This week, Lucius Flatley called a weekend meeting of the coffee shop regulars to discuss the U.S. infrastructure and its affect on the future of the country. They talked mostly about transportation – roads, bridges, rail, air – since this was something on which they could agree as a national need and a national benefit.
They began with history. First was the example of the 19th-century U.S. cross-continental railroad, undertaken even while the Civil War raged. It was followed by the Eisenhower interstate road system, undertaken when the World War II indebtedness ratio far exceeded the present national debt. The group concluded that these major undertakings showed that even in tough times, America is capable of investment. They also agreed that these two achievements not only disprove the bankruptcy fears of Tea Party wingnuts, they also show how far the Republican Party has retreated from its days of greatness.
Countries devastated by war (think Japan, France, Germany) began their high-speed rail networks over a half-century ago while the rich United States, with the greatest rail system in the world, chose to not invest. Today there is not a single high-speed train anywhere in America. America’s fastest and most prestigious intercity train, the Acela from Washington to New York and Boston, averages 70 mph, while a similar train in Europe from Paris to Lyon averages 140 mph.
According to the World Economic Forum, today the U.S. ranks 23rd in the world in overall quality of its transportation structure -somewhere between Spain and Chile. Some 30,000 Americans were killed on U.S. roads last year; the road fatality rate is 60 percent above the world average. Among the world’s industrialized countries, only Hungary and Rumania waste more time in commuting traffic. In 2008, the U.S. National Surface Transportation Policy and Revenue Study Commission said that $255 billion was needed annually just to maintain a reasonable level of efficiency. Less than 60 percent of that amount has been spent in any year since Ronald Reagan took office.
Part of the reason for the lack of investment is the U.S. gas tax policy is shortsighted. The basic cost of gasoline (production, distribution) is about the same here as in Europe. but in Europe the price at the pump is about $9 per gallon versus about $4 here. The difference is the tax – an average of $5 per gallon versus 30 cents. The European tax represents the overall costs of automobiles; everything from highway and bridge construction to hospital costs for accident victims – even some compensation for long-range damage to the environment. The U.S. uses such shortsighted schemes as bonds, borrowing or appropriations from general taxes, and this Band-Aid system has failed to keep up with history.
But another reason for failure of the national nerve is the blathering of politicians who seek power through fear.
The founding fathers failed to limit the terms of politicians and, unfortunately, political office has become a career, with re-election the main purpose of Congress.

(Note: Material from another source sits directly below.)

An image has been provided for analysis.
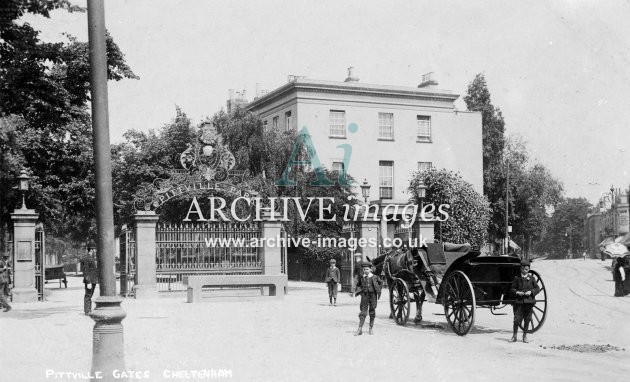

Rather than lose soft leather chairs and reserved parking at the national airport, House Republicans daily enact the fable of Chicken Little: “The sky is falling!! The sky is falling!!” We have Henny Pennys in the persons of Dopey DeWint of South Carolina, No-Brainer Boehner of Ohio, Bilious Bachman from Minnesota, Colostomy Claghorn of Alabama and Oscillating Olympia from Auburn.
With this gutless fringe blocking the roadway, and fiscal fear replacing the Cold War as the “wolf at the door,” the country is not only failing to progress, it is regressing. The future is no longer ours – it belongs to the gutless office seekers.
During the 1950s, the tax rate hit 91 percent and growth was phenomenal. In 1993, the tax on high incomes produced eight years of boom with a balanced budget. Try telling that to the new breed of Republican statesmen.
By ceding America’s position in the world, those politicians who caterwaul about leaving debts for grandchildren are really leaving them a country that will soon be a second-class nation.